We just change the model path to the fine-tuned StarCoder2-3B model on Hugging Face. If you train and upload your version of the model, you can use that as well.

import transformers
import torch
import argparse

parser = argparse.ArgumentParser()
parser.add_argument(
    '--prompt',
    help='user prompt',
    default='Write Matplotlib code to read and display an image'
)
args = parser.parse_args()

pipeline = transformers.pipeline(
    model='sovitrath/starcoder2-3b-instruct',
    task='text-generation',
    torch_dtype=torch.bfloat16,
    device_map='auto',
)

def respond(instruction: str, response_prefix: str) -> str:
    messages = [{'role': 'user', 'content': instruction}]
    prompt = pipeline.tokenizer.apply_chat_template(messages, tokenize=False)

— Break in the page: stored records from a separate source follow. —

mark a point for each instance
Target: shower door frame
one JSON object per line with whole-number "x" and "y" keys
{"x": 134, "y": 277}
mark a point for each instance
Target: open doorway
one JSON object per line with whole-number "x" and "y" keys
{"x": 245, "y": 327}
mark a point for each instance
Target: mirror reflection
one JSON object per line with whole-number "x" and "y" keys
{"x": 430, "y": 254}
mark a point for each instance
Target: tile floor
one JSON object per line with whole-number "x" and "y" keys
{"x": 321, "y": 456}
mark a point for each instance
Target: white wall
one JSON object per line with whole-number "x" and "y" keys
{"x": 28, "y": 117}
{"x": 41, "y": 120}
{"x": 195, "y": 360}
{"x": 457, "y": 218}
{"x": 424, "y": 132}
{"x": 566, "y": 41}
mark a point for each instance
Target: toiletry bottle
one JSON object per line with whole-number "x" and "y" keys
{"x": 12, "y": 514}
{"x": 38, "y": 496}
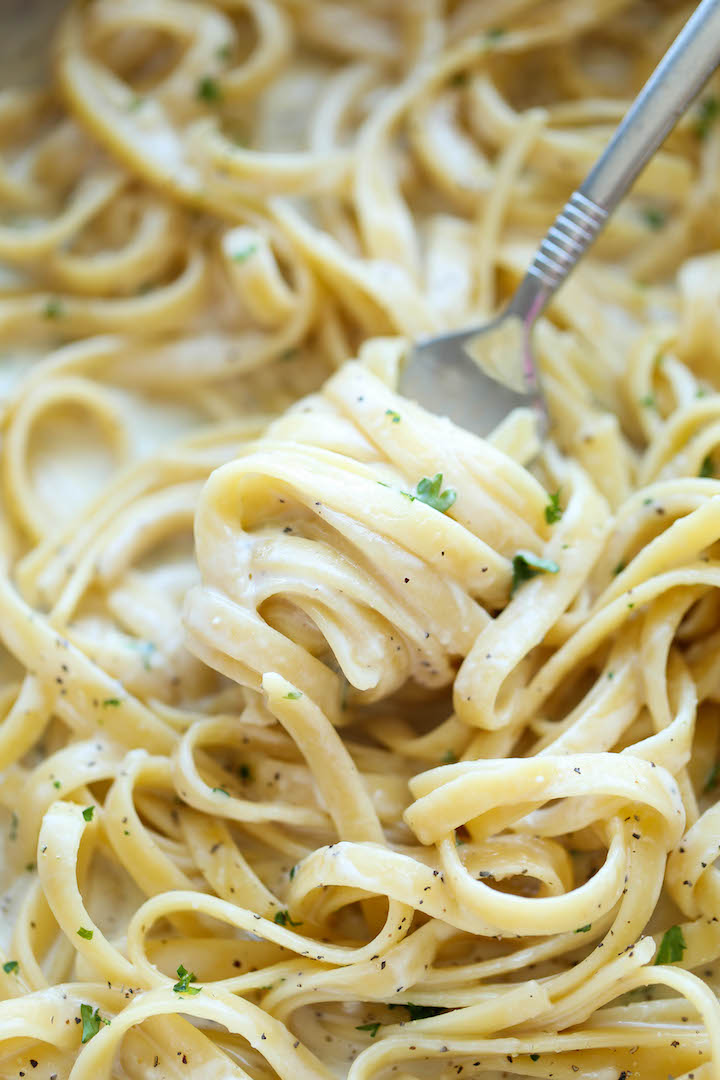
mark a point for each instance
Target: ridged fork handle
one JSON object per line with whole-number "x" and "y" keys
{"x": 678, "y": 78}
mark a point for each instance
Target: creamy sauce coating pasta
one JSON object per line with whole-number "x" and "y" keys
{"x": 336, "y": 741}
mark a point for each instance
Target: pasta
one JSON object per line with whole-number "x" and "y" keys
{"x": 337, "y": 741}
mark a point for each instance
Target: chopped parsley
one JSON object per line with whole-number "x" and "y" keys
{"x": 554, "y": 510}
{"x": 208, "y": 90}
{"x": 707, "y": 115}
{"x": 283, "y": 919}
{"x": 654, "y": 217}
{"x": 372, "y": 1028}
{"x": 430, "y": 493}
{"x": 527, "y": 565}
{"x": 54, "y": 309}
{"x": 185, "y": 977}
{"x": 244, "y": 254}
{"x": 91, "y": 1022}
{"x": 671, "y": 946}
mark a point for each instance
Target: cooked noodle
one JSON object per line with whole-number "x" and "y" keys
{"x": 408, "y": 764}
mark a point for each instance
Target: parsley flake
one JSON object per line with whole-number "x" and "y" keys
{"x": 654, "y": 217}
{"x": 244, "y": 254}
{"x": 208, "y": 90}
{"x": 527, "y": 565}
{"x": 554, "y": 510}
{"x": 185, "y": 977}
{"x": 706, "y": 469}
{"x": 91, "y": 1022}
{"x": 671, "y": 946}
{"x": 429, "y": 491}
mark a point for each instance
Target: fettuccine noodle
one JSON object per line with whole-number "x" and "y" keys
{"x": 336, "y": 741}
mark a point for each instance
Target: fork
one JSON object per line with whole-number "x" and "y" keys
{"x": 465, "y": 374}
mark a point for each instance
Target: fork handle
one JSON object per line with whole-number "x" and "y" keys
{"x": 678, "y": 78}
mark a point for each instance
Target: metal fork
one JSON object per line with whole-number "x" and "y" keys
{"x": 440, "y": 372}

    prompt += response_prefix

    teminators = [
        pipeline.tokenizer.eos_token_id,
        pipeline.tokenizer.convert_tokens_to_ids('###'),
    ]

    result = pipeline(
        prompt,
        max_length=1024,
        num_return_sequences=1,
        do_sample=False,
        eos_token_id=teminators,
        pad_token_id=pipeline.tokenizer.eos_token_id,
        truncation=True,
    )
    response = response_prefix + result[0]['generated_text'][len(prompt) :].split('###')[0].rstrip()
    return response


instruction = args.prompt
response_prefix = ''

print(respond(instruction, response_prefix))

In the above script, we import the necessary arguments and have a command line argument parser to pass user prompts while executing the code.

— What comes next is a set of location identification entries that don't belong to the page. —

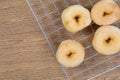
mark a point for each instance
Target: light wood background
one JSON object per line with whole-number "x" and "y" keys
{"x": 24, "y": 52}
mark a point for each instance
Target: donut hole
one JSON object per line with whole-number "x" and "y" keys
{"x": 106, "y": 13}
{"x": 77, "y": 18}
{"x": 70, "y": 54}
{"x": 108, "y": 40}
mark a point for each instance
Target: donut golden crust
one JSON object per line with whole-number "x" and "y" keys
{"x": 70, "y": 53}
{"x": 107, "y": 40}
{"x": 105, "y": 12}
{"x": 76, "y": 18}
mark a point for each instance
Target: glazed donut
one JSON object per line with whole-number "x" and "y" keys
{"x": 76, "y": 18}
{"x": 70, "y": 53}
{"x": 107, "y": 40}
{"x": 105, "y": 12}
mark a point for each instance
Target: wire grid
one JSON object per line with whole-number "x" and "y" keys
{"x": 48, "y": 16}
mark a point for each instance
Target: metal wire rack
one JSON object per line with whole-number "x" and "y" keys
{"x": 48, "y": 16}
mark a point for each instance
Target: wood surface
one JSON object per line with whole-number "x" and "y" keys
{"x": 24, "y": 52}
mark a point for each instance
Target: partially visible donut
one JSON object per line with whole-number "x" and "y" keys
{"x": 107, "y": 40}
{"x": 76, "y": 18}
{"x": 70, "y": 53}
{"x": 105, "y": 12}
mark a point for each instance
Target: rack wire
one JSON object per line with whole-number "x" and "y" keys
{"x": 48, "y": 16}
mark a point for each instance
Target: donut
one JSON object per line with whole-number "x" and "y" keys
{"x": 70, "y": 53}
{"x": 75, "y": 18}
{"x": 107, "y": 40}
{"x": 105, "y": 12}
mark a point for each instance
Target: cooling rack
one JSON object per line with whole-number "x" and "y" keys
{"x": 48, "y": 17}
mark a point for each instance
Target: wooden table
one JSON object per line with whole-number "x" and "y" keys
{"x": 24, "y": 52}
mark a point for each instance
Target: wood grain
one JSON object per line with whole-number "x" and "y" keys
{"x": 24, "y": 52}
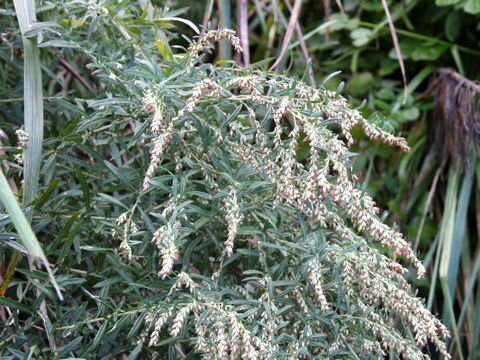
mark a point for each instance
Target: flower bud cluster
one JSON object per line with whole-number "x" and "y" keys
{"x": 163, "y": 133}
{"x": 314, "y": 271}
{"x": 205, "y": 41}
{"x": 22, "y": 137}
{"x": 165, "y": 238}
{"x": 203, "y": 88}
{"x": 234, "y": 218}
{"x": 320, "y": 188}
{"x": 129, "y": 227}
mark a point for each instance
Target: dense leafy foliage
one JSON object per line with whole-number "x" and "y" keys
{"x": 195, "y": 209}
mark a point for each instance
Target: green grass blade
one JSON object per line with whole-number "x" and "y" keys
{"x": 22, "y": 225}
{"x": 33, "y": 101}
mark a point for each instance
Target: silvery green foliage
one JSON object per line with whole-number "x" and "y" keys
{"x": 268, "y": 254}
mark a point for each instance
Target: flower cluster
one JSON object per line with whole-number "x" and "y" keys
{"x": 22, "y": 137}
{"x": 305, "y": 206}
{"x": 163, "y": 133}
{"x": 314, "y": 270}
{"x": 234, "y": 218}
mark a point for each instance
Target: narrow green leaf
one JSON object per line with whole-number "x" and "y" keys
{"x": 63, "y": 233}
{"x": 68, "y": 242}
{"x": 23, "y": 228}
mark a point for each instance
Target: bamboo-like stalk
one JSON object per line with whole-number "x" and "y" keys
{"x": 33, "y": 101}
{"x": 33, "y": 123}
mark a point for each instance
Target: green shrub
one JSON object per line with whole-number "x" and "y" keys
{"x": 215, "y": 213}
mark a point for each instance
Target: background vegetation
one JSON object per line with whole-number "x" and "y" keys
{"x": 431, "y": 192}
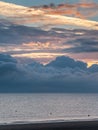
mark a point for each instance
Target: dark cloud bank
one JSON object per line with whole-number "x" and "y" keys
{"x": 64, "y": 74}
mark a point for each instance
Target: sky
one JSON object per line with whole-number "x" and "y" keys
{"x": 49, "y": 43}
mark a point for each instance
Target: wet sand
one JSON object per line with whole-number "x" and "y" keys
{"x": 69, "y": 125}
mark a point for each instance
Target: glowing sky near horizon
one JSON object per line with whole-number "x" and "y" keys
{"x": 71, "y": 15}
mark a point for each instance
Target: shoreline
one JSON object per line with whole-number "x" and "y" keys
{"x": 56, "y": 125}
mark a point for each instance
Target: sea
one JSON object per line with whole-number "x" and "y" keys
{"x": 31, "y": 107}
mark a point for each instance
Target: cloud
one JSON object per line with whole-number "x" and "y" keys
{"x": 79, "y": 9}
{"x": 63, "y": 62}
{"x": 94, "y": 68}
{"x": 25, "y": 15}
{"x": 64, "y": 74}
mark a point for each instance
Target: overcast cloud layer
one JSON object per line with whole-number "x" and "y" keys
{"x": 64, "y": 74}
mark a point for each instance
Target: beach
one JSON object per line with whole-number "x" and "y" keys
{"x": 62, "y": 125}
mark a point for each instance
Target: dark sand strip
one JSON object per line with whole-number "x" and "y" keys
{"x": 72, "y": 125}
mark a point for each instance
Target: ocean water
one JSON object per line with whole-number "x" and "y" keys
{"x": 15, "y": 108}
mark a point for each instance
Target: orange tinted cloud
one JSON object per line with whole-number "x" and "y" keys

First, we load the model and then have a respond function that accepts the user prompt and a response_prefix. Next, we define the message and apply the tokenizer to the chat template that will add all the necessary strings that the model recognizes. We discuss more about chat/prompt templates in this article while creating a custom Phi-3 Gradio chat application.

Finally, we pass the prompt through the pipeline and return the response to be printed on the terminal.

Let’s execute the script with the default prompt.

python inference.py

We get the following output from the model.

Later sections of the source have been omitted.